- Antonio Fagundes, de 77 anos, e Alexandra Martins venceram ação em que casal pedia R$ 20 mil por danos morais e materiais após chegar atrasado na peça Dois de Nós, no Teatro Tuca, na PUC de São Paulo.
- A Justiça entendeu que o horário de início estava claro no ingresso e que a recusa de entrada ocorreu por comportamento incauto dos consumidores, que chegaram atrasados.
- O processo foi movido em abril do ano passado; a defesa alegou que o casal perdeu ingresso e transporte, buscando ressarcimento por constrangimento.
- A juíza Fernanda Ferreira afirmou que, mesmo quem chega após o início, precisa ter ingresso verificado e seguir até as poltronas, mas que a decisão considerou o atraso como responsabilidade do casal.
- O episódio ocorreu em meio a declarações anteriores de Fagundes sobre a importância da pontualidade na relação com o público e com a produção.
Antonio Fagundes e Alexandra Martins venceram uma ação movida por um casal que pediu 20 mil reais de indenização por danos morais e materiais após chegar atrasado e ser impedido de entrar na peça Dois de Nós, em cartaz no Teatro Tuca, na PUC de São Paulo.
A Justiça entendeu que o ingresso indicava o horário de início e que a recusa de entrada ocorreu por comportamento incauto dos consumidores, que chegaram atrasados mesmo sabendo das regras. A decisão foi proferida pela juíza Fernanda Ferreira, do Tribunal de Justiça de São Paulo.
Segundo a ação, o assistente de produção afirmou que “um segundo depois” do início da apresentação já era considerado atraso, conforme determinação de Fagundes, conhecido por exigir pontualidade. Os advogados do casal defenderam que houve prejuízo por ter gasto com ingresso e transporte.

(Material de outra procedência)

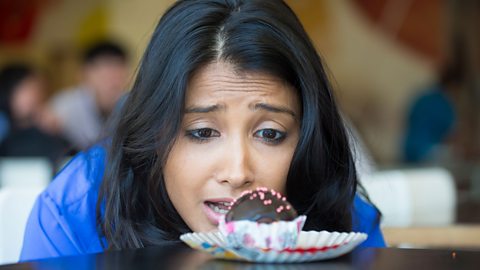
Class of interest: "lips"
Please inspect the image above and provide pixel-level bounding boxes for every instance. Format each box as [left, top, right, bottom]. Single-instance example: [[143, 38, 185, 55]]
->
[[203, 198, 234, 226]]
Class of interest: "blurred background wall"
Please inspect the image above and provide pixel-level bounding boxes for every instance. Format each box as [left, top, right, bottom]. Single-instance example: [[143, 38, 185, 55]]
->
[[0, 0, 480, 253]]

O Ministério Público e o Procon lembraram que os ingressos configuram contrato entre público e produtor, com horários e condições de usufruto claros. A Justiça manteve a exigência de que o público respeite o horário de início, mesmo que haja entrada após o começo, com verificação de ingressos.
No caso, o casal teria saído de casa com apenas 30 minutos de antecedência, conforme prints do aplicativo de transporte anexados à ação. A decisão aponta que o episódio não configura violação de direitos, e o processo não foi recorrido pelas partes.
A produção de Antônio Fagundes destaca que o espetáculo mantém padrões de organização e que a trama de Walcyr Carrasco e Claudia Souto continua em cartaz. Em Quem Ama Cuida, o ator interpreta Arthur Brandão, empresário rígido que lidera uma joalheria.